MR allowed Lynn to make decisions about how to best use the space the Packard Plant provided three to four months earlier than without the technology. Courtesy Microsoft.
Embracing the means of destruction?
But what about our scenario, where one gunfighter is left standing but the town is destroyed? Is that a possible outcome of the VR vs. MR battle?
Owen Hopkins, an architectural writer, historian, and curator, believes so, though not as a result of a battle, but due to the technology itself. In a recent opinion piece posted to Dezeen, Hopkins fears AR could essentially eliminate the need for innovative architecture and, subsequently, architects. “Why spend money on an elegant façade or an expensive material when it can be created far more cheaply as an AR digital overlay?” he wonders.
Almagor believes these questions to be born of Bradburian skepticism of technology. “Fear always accompanies new technology,” says Almagor. “Those who will learn how to harness the technology to their needs will benefit the most.”
Which means that if the technology is properly harnessed, architecture as a medium will not vanish at the hands of VR or MR, but will use the technology to evolve into something more spectacular.

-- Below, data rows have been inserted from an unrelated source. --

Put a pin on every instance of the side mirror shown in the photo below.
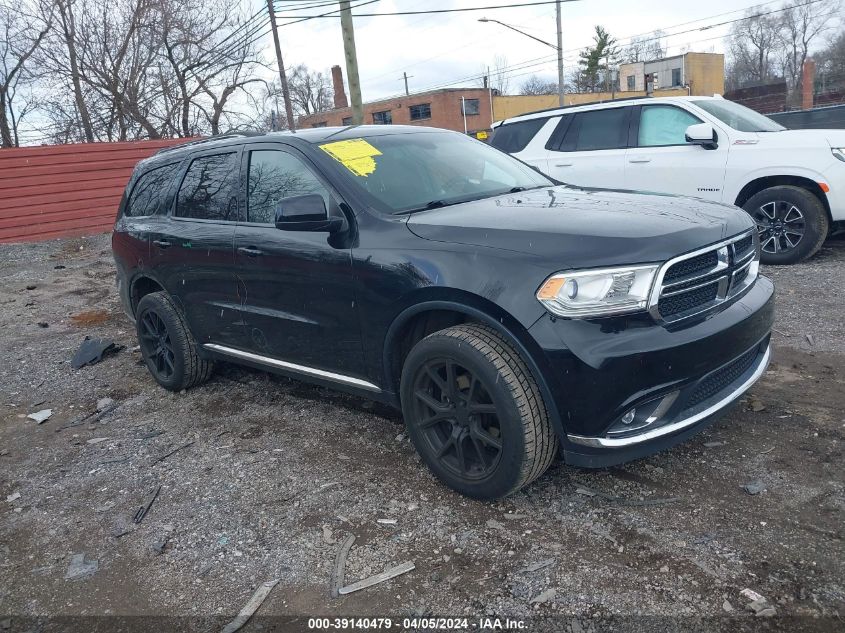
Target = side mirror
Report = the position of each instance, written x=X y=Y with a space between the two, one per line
x=306 y=213
x=702 y=134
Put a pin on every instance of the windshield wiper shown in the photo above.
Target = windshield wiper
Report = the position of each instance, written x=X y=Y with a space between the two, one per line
x=434 y=204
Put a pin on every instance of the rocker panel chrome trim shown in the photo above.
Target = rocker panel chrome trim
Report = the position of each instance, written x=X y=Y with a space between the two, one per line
x=293 y=367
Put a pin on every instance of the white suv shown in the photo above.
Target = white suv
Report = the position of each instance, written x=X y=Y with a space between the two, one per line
x=792 y=182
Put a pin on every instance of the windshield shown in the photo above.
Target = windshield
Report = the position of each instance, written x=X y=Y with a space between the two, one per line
x=425 y=170
x=738 y=117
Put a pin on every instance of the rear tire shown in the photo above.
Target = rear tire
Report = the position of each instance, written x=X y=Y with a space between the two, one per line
x=475 y=413
x=167 y=345
x=791 y=221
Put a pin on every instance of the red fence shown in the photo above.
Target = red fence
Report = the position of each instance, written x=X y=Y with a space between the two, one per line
x=66 y=190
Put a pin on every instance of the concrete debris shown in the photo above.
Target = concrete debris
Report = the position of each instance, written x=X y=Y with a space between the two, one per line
x=542 y=564
x=339 y=570
x=750 y=594
x=251 y=607
x=393 y=572
x=754 y=487
x=40 y=416
x=544 y=597
x=80 y=568
x=142 y=511
x=173 y=452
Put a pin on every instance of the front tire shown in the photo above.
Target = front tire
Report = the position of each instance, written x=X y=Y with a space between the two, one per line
x=167 y=345
x=791 y=221
x=474 y=412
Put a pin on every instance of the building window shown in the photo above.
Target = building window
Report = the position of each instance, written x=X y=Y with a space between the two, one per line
x=382 y=118
x=471 y=106
x=676 y=77
x=420 y=112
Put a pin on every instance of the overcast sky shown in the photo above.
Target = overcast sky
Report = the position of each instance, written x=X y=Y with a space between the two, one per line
x=437 y=49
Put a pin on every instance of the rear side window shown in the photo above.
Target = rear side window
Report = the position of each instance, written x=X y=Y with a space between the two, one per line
x=209 y=190
x=598 y=129
x=149 y=191
x=514 y=137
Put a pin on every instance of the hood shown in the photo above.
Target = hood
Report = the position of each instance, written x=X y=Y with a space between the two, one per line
x=584 y=227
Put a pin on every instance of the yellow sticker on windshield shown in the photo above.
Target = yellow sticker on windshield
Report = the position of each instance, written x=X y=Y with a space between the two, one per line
x=355 y=154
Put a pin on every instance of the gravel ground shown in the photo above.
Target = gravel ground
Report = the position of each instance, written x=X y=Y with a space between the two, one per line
x=269 y=476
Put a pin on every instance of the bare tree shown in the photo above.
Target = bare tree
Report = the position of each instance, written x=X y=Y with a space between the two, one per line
x=22 y=31
x=801 y=25
x=645 y=48
x=535 y=85
x=310 y=91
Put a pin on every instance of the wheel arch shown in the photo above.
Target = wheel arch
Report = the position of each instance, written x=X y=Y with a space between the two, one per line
x=757 y=185
x=142 y=285
x=435 y=313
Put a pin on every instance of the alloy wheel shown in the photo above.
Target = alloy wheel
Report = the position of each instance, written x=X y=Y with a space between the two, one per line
x=780 y=224
x=458 y=419
x=156 y=345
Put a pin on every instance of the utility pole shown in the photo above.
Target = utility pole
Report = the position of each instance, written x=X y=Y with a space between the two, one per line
x=282 y=77
x=559 y=55
x=351 y=62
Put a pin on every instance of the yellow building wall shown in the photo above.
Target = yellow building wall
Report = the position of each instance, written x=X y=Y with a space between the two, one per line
x=507 y=106
x=705 y=73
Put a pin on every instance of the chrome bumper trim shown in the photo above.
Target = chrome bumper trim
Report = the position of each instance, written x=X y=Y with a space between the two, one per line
x=605 y=442
x=293 y=367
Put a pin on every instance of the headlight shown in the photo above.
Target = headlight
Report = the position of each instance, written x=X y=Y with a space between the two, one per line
x=586 y=293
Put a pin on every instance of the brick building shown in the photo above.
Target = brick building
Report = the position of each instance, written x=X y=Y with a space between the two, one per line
x=448 y=108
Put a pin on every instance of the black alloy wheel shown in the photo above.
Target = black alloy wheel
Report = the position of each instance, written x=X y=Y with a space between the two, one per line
x=475 y=413
x=781 y=226
x=156 y=346
x=457 y=418
x=167 y=345
x=792 y=223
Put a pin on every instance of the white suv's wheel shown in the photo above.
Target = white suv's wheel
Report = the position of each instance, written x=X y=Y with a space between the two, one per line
x=791 y=221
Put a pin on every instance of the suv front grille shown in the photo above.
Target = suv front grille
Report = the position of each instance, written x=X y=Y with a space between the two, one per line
x=722 y=378
x=703 y=280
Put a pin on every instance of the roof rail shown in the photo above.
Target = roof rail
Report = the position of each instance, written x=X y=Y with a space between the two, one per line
x=579 y=105
x=200 y=141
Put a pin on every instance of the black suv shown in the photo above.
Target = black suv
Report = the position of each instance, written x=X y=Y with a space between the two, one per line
x=510 y=317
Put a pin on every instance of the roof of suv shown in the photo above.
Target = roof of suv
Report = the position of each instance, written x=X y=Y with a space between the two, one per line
x=310 y=136
x=550 y=112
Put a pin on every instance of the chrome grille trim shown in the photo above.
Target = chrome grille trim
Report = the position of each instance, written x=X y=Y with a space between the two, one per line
x=729 y=262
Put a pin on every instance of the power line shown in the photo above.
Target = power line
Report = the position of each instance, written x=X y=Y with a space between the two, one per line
x=460 y=10
x=548 y=59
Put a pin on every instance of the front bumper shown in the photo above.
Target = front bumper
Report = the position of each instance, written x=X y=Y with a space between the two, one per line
x=672 y=382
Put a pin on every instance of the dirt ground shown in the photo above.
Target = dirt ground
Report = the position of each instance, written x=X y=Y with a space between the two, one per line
x=269 y=477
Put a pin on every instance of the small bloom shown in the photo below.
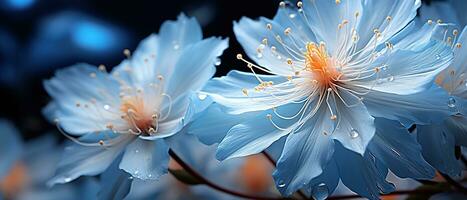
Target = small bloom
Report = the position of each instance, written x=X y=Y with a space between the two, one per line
x=130 y=110
x=336 y=66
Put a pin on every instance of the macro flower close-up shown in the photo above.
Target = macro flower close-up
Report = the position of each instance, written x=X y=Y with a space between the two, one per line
x=311 y=99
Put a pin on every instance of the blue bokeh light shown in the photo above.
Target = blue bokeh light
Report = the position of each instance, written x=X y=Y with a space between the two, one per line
x=19 y=4
x=92 y=36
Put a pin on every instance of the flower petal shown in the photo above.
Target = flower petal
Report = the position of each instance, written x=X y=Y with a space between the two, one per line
x=158 y=54
x=362 y=174
x=80 y=94
x=355 y=125
x=256 y=134
x=438 y=148
x=146 y=159
x=213 y=124
x=78 y=160
x=196 y=63
x=399 y=151
x=306 y=153
x=115 y=183
x=229 y=91
x=430 y=106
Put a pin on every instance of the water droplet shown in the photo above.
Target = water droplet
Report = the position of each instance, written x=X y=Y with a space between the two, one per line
x=354 y=133
x=202 y=96
x=281 y=184
x=259 y=55
x=320 y=191
x=218 y=62
x=451 y=102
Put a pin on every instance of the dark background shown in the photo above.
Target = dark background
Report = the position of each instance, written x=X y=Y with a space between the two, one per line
x=35 y=41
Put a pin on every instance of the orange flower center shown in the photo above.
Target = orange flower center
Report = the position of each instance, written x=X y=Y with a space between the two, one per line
x=136 y=114
x=318 y=61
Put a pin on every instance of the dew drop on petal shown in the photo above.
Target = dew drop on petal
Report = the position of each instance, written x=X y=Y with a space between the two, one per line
x=451 y=102
x=354 y=133
x=259 y=55
x=320 y=191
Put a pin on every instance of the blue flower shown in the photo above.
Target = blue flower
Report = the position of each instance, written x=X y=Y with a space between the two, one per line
x=440 y=140
x=31 y=164
x=131 y=110
x=336 y=66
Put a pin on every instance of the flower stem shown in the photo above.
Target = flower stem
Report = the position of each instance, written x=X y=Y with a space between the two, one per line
x=207 y=182
x=273 y=162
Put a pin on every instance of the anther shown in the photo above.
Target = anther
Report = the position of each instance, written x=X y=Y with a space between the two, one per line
x=102 y=68
x=287 y=31
x=299 y=4
x=245 y=91
x=269 y=26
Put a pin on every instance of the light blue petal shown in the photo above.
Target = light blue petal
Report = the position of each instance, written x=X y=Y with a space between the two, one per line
x=195 y=66
x=453 y=79
x=250 y=34
x=457 y=126
x=427 y=107
x=325 y=16
x=305 y=154
x=158 y=54
x=355 y=125
x=228 y=91
x=325 y=184
x=417 y=67
x=10 y=147
x=402 y=12
x=115 y=183
x=73 y=89
x=399 y=151
x=213 y=124
x=439 y=10
x=362 y=174
x=256 y=134
x=146 y=159
x=438 y=148
x=78 y=160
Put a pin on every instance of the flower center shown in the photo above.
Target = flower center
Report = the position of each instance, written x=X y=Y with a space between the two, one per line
x=136 y=115
x=318 y=62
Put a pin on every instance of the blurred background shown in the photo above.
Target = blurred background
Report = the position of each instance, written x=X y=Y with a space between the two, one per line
x=39 y=36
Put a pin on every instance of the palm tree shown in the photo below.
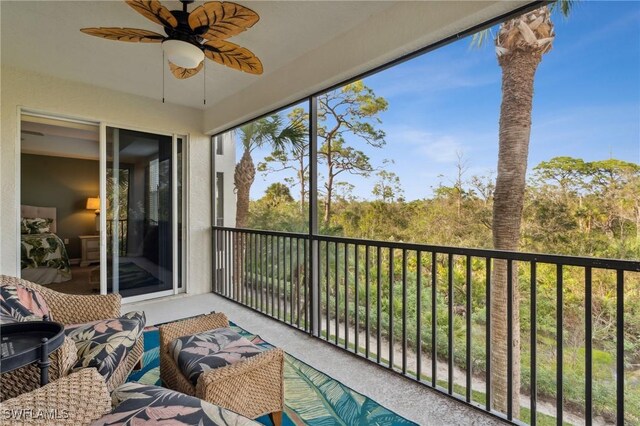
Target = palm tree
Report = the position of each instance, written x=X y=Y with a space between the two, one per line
x=254 y=135
x=520 y=44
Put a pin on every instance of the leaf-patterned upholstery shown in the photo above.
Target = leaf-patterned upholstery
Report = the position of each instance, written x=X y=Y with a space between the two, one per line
x=212 y=349
x=145 y=404
x=18 y=303
x=106 y=343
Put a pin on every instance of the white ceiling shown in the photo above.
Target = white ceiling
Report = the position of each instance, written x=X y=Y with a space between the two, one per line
x=44 y=36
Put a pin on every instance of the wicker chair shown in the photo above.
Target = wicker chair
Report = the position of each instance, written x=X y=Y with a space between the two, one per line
x=77 y=399
x=68 y=309
x=252 y=387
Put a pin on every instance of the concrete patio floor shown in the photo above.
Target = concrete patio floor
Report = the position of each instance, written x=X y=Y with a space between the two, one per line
x=409 y=399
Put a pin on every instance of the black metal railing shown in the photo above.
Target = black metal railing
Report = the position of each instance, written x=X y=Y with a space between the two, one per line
x=427 y=312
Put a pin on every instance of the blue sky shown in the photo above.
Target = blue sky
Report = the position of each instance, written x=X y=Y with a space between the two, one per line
x=446 y=102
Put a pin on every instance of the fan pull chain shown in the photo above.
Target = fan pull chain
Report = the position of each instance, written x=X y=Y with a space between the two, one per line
x=163 y=67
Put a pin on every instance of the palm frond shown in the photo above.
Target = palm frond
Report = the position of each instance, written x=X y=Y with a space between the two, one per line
x=563 y=6
x=480 y=38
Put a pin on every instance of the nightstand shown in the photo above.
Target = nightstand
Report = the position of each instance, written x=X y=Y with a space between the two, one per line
x=90 y=249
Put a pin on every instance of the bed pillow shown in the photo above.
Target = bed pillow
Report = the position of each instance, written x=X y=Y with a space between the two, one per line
x=35 y=225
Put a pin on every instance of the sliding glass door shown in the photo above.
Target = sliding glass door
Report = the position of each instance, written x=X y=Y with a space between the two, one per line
x=142 y=214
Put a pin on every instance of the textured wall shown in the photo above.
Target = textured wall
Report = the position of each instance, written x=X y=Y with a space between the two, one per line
x=65 y=98
x=64 y=183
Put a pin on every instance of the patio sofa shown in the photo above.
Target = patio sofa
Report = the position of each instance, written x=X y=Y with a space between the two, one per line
x=82 y=398
x=96 y=334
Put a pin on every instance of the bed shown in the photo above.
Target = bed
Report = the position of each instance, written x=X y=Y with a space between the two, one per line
x=43 y=256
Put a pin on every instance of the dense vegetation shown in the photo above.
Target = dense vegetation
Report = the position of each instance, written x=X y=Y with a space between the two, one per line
x=572 y=207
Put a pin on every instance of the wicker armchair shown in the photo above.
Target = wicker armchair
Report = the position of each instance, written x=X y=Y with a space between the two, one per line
x=77 y=399
x=252 y=387
x=68 y=309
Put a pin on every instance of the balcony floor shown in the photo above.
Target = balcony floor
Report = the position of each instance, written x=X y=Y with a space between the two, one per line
x=411 y=400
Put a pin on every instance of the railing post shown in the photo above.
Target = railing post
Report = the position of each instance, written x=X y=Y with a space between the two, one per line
x=314 y=257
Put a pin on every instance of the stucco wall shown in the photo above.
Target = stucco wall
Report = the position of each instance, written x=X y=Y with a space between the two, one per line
x=65 y=98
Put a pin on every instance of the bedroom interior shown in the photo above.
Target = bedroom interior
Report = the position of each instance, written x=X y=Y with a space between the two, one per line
x=61 y=206
x=59 y=173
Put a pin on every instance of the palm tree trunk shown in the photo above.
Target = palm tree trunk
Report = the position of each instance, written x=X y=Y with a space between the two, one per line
x=243 y=177
x=518 y=71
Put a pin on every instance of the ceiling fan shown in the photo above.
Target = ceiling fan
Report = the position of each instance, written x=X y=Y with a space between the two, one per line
x=192 y=36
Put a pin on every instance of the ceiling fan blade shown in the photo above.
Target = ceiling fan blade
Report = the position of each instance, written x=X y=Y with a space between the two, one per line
x=232 y=55
x=223 y=19
x=125 y=34
x=153 y=10
x=183 y=73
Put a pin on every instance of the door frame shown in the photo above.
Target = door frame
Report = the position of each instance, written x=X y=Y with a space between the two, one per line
x=102 y=125
x=174 y=219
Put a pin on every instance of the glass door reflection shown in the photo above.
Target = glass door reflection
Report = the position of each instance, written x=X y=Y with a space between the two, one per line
x=140 y=240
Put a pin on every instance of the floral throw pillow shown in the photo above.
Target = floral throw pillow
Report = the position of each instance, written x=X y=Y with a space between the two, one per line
x=18 y=303
x=35 y=225
x=105 y=344
x=138 y=404
x=211 y=349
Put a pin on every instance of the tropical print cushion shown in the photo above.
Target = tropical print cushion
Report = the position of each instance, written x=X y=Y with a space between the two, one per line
x=145 y=404
x=18 y=303
x=45 y=250
x=35 y=225
x=105 y=344
x=211 y=349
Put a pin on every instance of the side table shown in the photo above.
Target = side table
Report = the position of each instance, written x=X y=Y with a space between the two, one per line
x=23 y=343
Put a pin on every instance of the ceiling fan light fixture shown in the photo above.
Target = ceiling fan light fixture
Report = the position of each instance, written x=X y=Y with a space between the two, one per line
x=182 y=53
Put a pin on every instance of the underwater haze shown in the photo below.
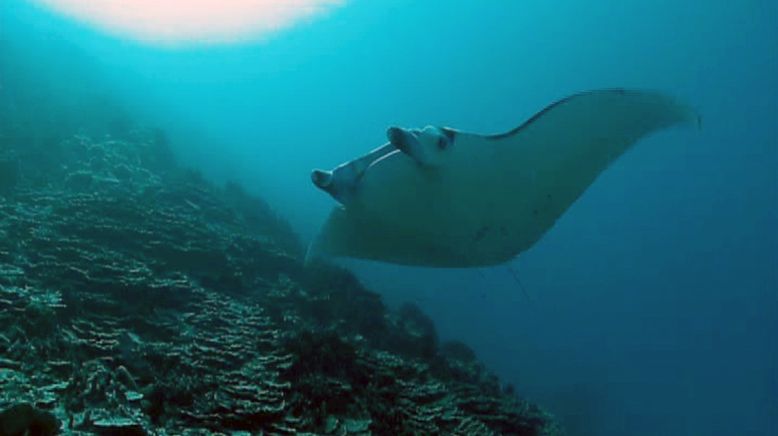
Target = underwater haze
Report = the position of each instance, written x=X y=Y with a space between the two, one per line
x=650 y=308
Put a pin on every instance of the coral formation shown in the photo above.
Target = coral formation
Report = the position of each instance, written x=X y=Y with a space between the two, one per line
x=137 y=298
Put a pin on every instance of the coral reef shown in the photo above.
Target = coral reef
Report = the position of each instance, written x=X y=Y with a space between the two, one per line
x=137 y=298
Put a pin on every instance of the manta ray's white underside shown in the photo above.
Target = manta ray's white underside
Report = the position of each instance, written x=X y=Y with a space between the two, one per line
x=491 y=197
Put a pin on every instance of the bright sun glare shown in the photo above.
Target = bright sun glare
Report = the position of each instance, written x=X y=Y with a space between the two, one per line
x=191 y=21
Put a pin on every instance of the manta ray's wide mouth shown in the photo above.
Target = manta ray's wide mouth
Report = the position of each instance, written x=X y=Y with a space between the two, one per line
x=398 y=137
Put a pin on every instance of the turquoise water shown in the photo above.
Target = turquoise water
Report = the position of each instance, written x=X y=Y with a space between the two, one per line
x=653 y=302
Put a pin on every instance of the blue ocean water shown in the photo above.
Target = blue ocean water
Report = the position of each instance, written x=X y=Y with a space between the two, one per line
x=653 y=304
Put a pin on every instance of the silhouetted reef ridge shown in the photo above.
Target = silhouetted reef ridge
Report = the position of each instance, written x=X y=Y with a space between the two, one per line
x=137 y=298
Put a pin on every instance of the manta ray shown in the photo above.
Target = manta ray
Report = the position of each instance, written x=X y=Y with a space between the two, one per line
x=441 y=197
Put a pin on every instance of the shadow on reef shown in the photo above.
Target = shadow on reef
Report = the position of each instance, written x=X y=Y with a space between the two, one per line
x=137 y=298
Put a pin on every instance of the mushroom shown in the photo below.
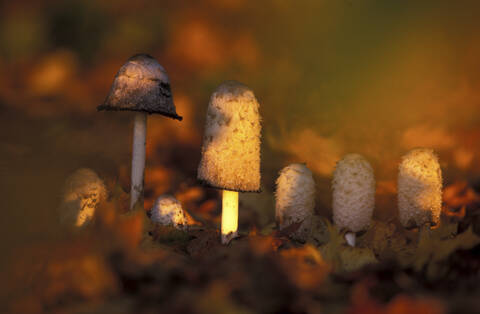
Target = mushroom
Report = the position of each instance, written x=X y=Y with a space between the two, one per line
x=83 y=191
x=295 y=199
x=419 y=189
x=141 y=85
x=353 y=195
x=167 y=210
x=231 y=149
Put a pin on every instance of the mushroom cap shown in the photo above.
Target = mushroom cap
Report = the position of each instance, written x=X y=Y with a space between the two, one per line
x=83 y=191
x=141 y=84
x=167 y=210
x=231 y=144
x=419 y=188
x=353 y=187
x=295 y=199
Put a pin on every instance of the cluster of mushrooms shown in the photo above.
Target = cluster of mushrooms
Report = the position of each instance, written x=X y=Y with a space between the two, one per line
x=230 y=161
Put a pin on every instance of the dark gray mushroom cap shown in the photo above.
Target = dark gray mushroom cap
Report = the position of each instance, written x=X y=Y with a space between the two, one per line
x=141 y=84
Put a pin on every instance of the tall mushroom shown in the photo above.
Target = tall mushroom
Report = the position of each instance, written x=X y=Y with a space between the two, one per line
x=295 y=199
x=141 y=85
x=231 y=149
x=353 y=195
x=419 y=189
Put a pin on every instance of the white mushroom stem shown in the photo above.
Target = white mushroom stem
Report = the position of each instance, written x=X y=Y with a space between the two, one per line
x=138 y=157
x=229 y=216
x=350 y=238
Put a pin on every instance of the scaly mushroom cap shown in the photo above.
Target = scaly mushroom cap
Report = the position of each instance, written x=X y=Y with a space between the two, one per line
x=141 y=84
x=83 y=191
x=353 y=193
x=419 y=188
x=295 y=199
x=168 y=211
x=231 y=144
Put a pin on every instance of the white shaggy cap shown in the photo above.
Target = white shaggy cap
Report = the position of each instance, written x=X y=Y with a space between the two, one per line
x=353 y=193
x=419 y=188
x=141 y=84
x=83 y=191
x=231 y=145
x=168 y=211
x=295 y=199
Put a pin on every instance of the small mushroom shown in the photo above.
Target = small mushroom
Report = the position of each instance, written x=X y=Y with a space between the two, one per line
x=83 y=191
x=231 y=149
x=295 y=199
x=168 y=211
x=141 y=85
x=419 y=189
x=353 y=195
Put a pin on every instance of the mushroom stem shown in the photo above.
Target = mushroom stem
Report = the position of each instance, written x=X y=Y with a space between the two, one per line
x=138 y=158
x=229 y=215
x=350 y=238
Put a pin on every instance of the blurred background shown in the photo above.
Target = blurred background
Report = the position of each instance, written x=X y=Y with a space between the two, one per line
x=332 y=77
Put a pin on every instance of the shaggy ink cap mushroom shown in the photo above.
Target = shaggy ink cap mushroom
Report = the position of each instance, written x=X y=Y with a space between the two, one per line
x=83 y=191
x=231 y=149
x=167 y=210
x=419 y=188
x=231 y=144
x=353 y=194
x=142 y=85
x=295 y=199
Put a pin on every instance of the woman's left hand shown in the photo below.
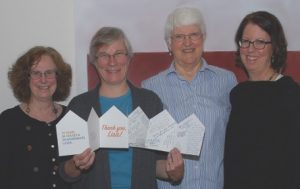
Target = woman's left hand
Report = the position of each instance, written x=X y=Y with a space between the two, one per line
x=175 y=165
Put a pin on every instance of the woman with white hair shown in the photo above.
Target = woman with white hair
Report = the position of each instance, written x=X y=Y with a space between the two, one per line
x=192 y=86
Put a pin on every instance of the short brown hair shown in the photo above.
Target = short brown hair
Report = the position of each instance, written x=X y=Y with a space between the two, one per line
x=18 y=74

Lynn agrees with Almagor’s sentiment. “I remember 20 years ago people telling me the computer will never take off with architects, and if it did it would pose countless threats to architecture. In the end, it was adopted rapidly.”
Is ‘shared reality’ next?
As if VR, AR, and MR weren’t enough, alternative technologies are starting to come on the scene. The latest: “shared reality.”
A student at the Rochester Institute of Technology has created HoloViveObserver, an app that allows the HoloLens and the HTC Vive to enter a shared reality in which HoloLens users can see, in the real world, what the Vive users are creating in the virtual world.
It is a simple and relatively rudimentary application, but it shows the possibilities of shared reality. Both technologies claim collaboration as a key feature. A shared reality between VR and MR would not only expand the range of technological possibilities available to the AEC industry, but also propel the type of around-the-world collaboration these technologies hope to enable.